A dark and stormy night complete with eerie blanket of fog provided the perfect atmosphere for a string of ghostly tales at Larnach Castle last night.
A sellout crowd of 50 people made their way to the castle on Otago Peninsula for an evening of Victorian ghost stories, read by Dunedin-based presenter and actor Peter Hayden, followed by a candlelit castle tour and supper.
And what better place to hold the reading than inside the castle's music room, where, exactly one month ago to the day, two tourists said they had been "pushed" by a unseen spectre.
The mood was also enriched by the earlier high-profile "sighting" of a ghost known as the Grey Lady at Dunedin's Cumberland College, which had left some residents terrified and made media headlines in May.
Mr Hayden said last night's audience was likely to include both true believers in the supernatural and those more keen on simply seeing the castle at night.

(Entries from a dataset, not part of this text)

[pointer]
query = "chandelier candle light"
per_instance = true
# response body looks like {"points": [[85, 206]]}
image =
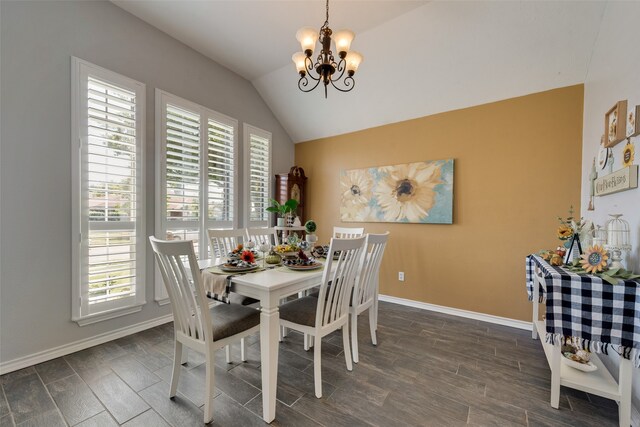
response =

He was "certainly not a sceptic", despite never having witnessed anything he would call a ghost. "I would never dismiss what could happen in an alternative realm."
It was the second year in a row the evening of storytelling had been staged at the castle to mark winter's shortest day.
Larnach Castle marketing manager Deborah Price said last night's crowd was larger than last year's crowd of about 34 people.
That could perhaps have been due in part to recent ghostly publicity, Mrs Price agreed.
Asked if she was a believer, Mrs Price paused before responding: "I want to be.
"Too many unusual things have happened to me."